The pamphlet, shared with CQ Roll Call by a GOP source, suggests Republicans have yet to give up on winning the public relations argument over funding the Department of Homeland Security, with less than a week left to act when the Senate returns from the Presidents Day recess.
The Republican Conference "State Work Period Tri-Fold" highlights that Democrats have made statements in the past expressing opposition to the extent of Obama's executive actions, adding the "only way for the Dems to change the bill is to agree to debate it in the first place."
Majority Leader Mitch McConnell echoed that point on the floor.
"If our Democrat colleagues don’t like provisions in the bill the House has passed, the Senate has a process for modifying bills. It's called amending them. But the Senate can only consider amendments to a bill if it’s not being filibustered," the Kentucky Republican said.

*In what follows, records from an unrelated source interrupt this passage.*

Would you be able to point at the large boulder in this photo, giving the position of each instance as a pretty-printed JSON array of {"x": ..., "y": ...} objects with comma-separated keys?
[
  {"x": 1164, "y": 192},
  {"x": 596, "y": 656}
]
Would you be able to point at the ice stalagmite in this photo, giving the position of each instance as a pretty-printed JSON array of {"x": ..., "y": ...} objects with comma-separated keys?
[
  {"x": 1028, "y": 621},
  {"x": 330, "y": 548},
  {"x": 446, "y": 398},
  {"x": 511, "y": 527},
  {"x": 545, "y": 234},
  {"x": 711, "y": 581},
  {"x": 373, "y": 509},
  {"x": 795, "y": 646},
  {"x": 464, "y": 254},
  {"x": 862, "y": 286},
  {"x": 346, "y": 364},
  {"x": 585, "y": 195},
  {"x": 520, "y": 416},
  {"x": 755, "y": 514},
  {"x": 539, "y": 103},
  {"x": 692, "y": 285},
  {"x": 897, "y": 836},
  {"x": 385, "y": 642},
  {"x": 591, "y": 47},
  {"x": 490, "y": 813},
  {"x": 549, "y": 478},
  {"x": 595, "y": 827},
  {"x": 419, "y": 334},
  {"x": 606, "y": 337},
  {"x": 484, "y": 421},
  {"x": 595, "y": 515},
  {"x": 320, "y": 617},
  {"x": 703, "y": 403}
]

Asked again about why Democrats have unified against taking up the House-passed DHS spending measure and trying to amend it, Sen. Charles E. Schumer, D-N.Y., said "you don't negotiate with a gun to your head, no one does. It's plain and simple, and we're not doing it. The American people know we're not doing it."
"Our Republican colleagues know what's going on," Schumer said, calling the back and forth between House and Senate GOP leaders about the next move a "game of Abbott and Costello."
"The only good news is, my view, they'll have no choice but to back off," Schumer said. "They'll do it at the last minute, but they'll look awful in how they've handled themselves."
The GOP pamphlet highlights a number of other issue areas, including touting passage of the Keystone XL pipeline approval legislation, with Republicans encouraged to continue to push Obama against his certain veto, as well as drawing a contrast between the president's budget and GOP proposals on taxes and spending.
It also encourages GOP lawmakers to tout the number of roll call votes on amendments during the first work period under GOP control, which has more than doubled the total in 2014 under then-Majority Leader Harry Reid, D-Nev.
Schumer had a rejoinder Thursday for the argument that Reid was too quick to block amendments from the floor using the procedural maneuver known as filling the amendment tree. In rolling out a GOP "report card" for the first work period, Schumer quipped that "this Congress, there has hardly been a tree to fill."
On foreign policy, however, the GOP card indicates that Republicans should make clear they will give serious consideration to Obama's request for an authorization for the use of force against the ISIS terror group, arguing on one hand that the world is "less stable" than when Obama took office, but adding "the president's AUMF request is a starting point for a full debate."